[patch 00/10] timer: Move from a push remote at enqueue to a pull at expiry model

From: Thomas Gleixner
Date: Mon Apr 17 2017 - 14:53:42 EST


Placing timers at enqueue time on a target CPU based on dubious heuristics
does not make any sense:

1) Most timer wheel timers are canceled or rearmed before they expire.

2) The heuristics to predict which CPU will be busy when the timer expires
are wrong by definition.

So we waste precious cycles to place timers at enqueue time.

The proper solution to this problem is to always queue the timers on the
local CPU and allow the non pinned timers to be pulled onto a busy CPU at
expiry time.

To achieve this the timer storage has been split into local pinned and
global timers. Local pinned timers are always expired on the CPU on which
they have been queued. Global timers can be expired on any CPU.

As long as a CPU is busy it expires both local and global timers. When a
CPU goes idle it arms for the first expiring local timer. If the first
expiring pinned (local) timer is before the first expiring movable timer,
then no action is required because the CPU will wake up before the first
movable timer expires. If the first expiring movable timer is before the
first expiring pinned (local) timer, then this timer is queued into a idle
timerqueue and eventually expired by some other active CPU.

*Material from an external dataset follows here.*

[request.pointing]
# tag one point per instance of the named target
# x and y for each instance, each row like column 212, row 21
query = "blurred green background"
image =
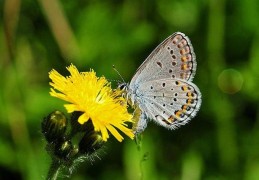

To avoid global locking the timerqueues are implemented as a hierarchy. The
lowest level of the hierarchy holds the CPUs. The CPUs are associated to
groups of 8, which are seperated per node. If more than one CPU group
exist, then a second level in the hierarchy collects the groups. Depending
on the size of the system more than 2 levels are required. Each group has a
"migrator" which checks the timerqueue during the tick for remote expirable
timers.

If the last CPU in a group goes idle it reports the first expiring event in
the group up to the next group(s) in the hierarchy. If the last CPU goes
idle it arms its timer for the first system wide expiring timer to ensure
that no timer event is missed.

The series is also available from git:

git://git.kernel.org/pub/scm/linux/kernel/git/tip/tip.git WIP.timers

Thanks,

tglx
---
b/.../timer_migration.h | 173 ++++++++++
b/kernel/time/timer_migration.c | 659 ++++++++++++++++++++++++++++++++++++++++
b/kernel/time/timer_migration.h | 89 +++++
include/linux/cpuhotplug.h | 1
kernel/time/Makefile | 1
kernel/time/tick-internal.h | 4
kernel/time/tick-sched.c | 121 ++++++-
kernel/time/tick-sched.h | 3
kernel/time/timer.c | 240 +++++++++-----
lib/timerqueue.c | 8
10 files changed, 1203 insertions(+), 96 deletions(-)